MOSCOW, Dec. 2 (UPI) -- Another contingent of Russia's top notch nuclear missiles will be put on duty in December, a military official said Saturday.
The country's defense systems will be strengthened by one of the world's most powerful weapons -- Topol-M intercontinental ballistic rockets that Moscow has started deploying in 2000 after several years of research.
The chief of Russia's Strategic Missile Forces, Army Gen. Vladimir Yakovlev, told the official Itar-Tass news agency Saturday that the December deployment would be done "in a cut version."
"Instead of the usual 10 missiles that make up one system, this one will be made up of six rockets," said Yakovlev.
Yakovlev did not specify the reasons for reducing the number of missiles within a system.
Two full systems, with 10 missiles each, have already been deployed at the Tatischevo garrison in the central Russian region of Saratov.
Summing up the results achieved by his forces over the past 11 months, Yakovlev said that the year was coming to a successful close.
"In the current year, we have made six training launches of intercontinental ballistic missiles, more than 30 launches of space rockets and have put into orbit 43 spacecraft," said Yakovlev. "We have not recorded any cases of computer systems operation failure nor did we have any malfunction while our strategic forces were on duty."
The Russian military prides itself on sophisticated Topol-M's and at the same time considers them as one of the chief guarantors of the world's strategic stability.
In 1994, a group of Russian military designing bureaus headed by the Moscow Institute for Thermal Technology began research to design a new rocket.
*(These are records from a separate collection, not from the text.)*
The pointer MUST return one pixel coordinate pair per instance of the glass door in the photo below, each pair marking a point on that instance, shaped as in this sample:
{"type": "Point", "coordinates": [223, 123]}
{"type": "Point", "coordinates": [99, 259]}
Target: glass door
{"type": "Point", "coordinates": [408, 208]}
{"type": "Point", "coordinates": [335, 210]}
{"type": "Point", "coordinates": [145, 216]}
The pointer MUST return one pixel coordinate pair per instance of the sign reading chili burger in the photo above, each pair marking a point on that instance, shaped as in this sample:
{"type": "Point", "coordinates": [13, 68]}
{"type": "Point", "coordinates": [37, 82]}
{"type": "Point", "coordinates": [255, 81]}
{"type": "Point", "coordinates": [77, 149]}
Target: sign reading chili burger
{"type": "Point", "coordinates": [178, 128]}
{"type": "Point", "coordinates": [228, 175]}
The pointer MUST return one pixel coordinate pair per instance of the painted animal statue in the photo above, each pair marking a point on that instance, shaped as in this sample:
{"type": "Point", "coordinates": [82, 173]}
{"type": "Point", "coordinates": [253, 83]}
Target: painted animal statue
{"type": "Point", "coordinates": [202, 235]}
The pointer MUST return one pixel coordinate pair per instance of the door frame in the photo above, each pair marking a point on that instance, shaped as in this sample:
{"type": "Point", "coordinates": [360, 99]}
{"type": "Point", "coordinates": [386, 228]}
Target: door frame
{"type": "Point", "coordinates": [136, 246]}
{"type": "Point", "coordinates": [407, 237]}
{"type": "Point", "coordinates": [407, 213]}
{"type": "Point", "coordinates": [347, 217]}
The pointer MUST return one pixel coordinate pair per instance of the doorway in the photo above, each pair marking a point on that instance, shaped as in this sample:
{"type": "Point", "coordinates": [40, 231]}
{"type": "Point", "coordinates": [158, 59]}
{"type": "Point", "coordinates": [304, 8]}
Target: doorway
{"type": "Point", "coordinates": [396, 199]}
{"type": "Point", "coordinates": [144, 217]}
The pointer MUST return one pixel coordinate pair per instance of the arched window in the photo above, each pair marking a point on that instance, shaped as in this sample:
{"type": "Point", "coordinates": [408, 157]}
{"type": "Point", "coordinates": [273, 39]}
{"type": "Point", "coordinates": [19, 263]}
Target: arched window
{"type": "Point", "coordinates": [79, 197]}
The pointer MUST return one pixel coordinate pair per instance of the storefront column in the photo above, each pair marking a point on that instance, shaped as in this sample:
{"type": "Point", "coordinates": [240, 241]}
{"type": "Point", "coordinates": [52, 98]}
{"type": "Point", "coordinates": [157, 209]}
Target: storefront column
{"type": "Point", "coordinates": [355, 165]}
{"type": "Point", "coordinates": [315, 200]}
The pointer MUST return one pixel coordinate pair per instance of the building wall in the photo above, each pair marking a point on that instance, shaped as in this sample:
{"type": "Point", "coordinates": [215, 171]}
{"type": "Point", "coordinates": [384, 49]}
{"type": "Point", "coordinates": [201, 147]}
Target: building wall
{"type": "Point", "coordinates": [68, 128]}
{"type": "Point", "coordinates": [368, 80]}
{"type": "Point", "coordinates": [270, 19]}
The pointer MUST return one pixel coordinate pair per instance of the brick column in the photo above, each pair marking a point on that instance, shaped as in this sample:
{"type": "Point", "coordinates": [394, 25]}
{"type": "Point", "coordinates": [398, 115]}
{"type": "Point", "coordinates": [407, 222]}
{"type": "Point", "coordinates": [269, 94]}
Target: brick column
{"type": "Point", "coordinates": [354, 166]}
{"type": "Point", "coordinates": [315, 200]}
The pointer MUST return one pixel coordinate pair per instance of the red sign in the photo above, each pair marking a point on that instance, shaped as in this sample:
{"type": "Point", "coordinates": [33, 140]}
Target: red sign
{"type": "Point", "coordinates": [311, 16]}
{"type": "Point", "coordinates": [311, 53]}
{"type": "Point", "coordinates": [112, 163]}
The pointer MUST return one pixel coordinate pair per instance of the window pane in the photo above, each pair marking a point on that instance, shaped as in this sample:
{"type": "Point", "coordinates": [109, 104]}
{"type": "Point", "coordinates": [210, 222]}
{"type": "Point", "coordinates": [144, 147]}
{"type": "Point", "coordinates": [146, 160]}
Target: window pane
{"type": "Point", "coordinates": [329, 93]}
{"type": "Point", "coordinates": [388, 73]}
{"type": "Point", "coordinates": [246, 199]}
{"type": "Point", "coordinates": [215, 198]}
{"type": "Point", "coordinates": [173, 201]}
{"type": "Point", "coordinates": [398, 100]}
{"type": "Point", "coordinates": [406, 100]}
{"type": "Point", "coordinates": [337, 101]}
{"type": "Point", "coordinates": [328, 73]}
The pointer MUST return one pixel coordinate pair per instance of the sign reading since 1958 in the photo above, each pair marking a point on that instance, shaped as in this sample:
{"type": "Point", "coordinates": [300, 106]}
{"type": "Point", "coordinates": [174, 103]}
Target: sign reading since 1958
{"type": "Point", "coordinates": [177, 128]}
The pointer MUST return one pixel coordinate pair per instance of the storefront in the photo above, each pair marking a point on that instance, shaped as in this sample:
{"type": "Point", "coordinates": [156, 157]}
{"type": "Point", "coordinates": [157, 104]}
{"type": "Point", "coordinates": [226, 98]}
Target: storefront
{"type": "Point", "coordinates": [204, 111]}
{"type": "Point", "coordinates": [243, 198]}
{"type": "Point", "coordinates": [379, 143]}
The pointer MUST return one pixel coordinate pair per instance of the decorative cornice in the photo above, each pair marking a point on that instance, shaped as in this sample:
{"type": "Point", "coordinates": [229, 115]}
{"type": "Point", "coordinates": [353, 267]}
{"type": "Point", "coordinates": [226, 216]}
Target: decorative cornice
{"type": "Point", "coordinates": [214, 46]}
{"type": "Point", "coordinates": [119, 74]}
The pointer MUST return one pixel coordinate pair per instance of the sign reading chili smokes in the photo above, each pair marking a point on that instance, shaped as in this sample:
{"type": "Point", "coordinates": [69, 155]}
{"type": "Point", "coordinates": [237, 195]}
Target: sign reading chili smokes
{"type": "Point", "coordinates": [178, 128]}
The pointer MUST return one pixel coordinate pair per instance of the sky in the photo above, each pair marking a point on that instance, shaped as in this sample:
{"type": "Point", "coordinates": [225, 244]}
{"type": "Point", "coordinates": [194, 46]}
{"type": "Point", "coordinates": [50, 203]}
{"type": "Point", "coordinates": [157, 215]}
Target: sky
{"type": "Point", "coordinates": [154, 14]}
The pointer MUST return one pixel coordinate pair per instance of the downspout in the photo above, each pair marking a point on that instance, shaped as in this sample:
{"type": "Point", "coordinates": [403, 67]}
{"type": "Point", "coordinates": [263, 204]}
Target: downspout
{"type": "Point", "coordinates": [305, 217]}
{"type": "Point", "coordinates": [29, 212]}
Efforts in developing Topol-M were mostly focused on modernizing already existing RS-12M missile.
With its launching weight of 47.1 tons, Topol-M can hit targets as far away as 10,000 kilometers (6,200 miles). It can be launched from both stationary shafts and mobile pads mounted on special trains.
Last December, then Prime Minister Vladimir Putin took part in a Topol-M launch from the northern Russian cosmodrome of Plesetsk, subsequently hitting the target in the Far East Kamchatka peninsula.
Following a number of successful training launches, Moscow decided to start deploying the rockets at their designated locations in Tatischevo where they are currently part of the Russian defense system.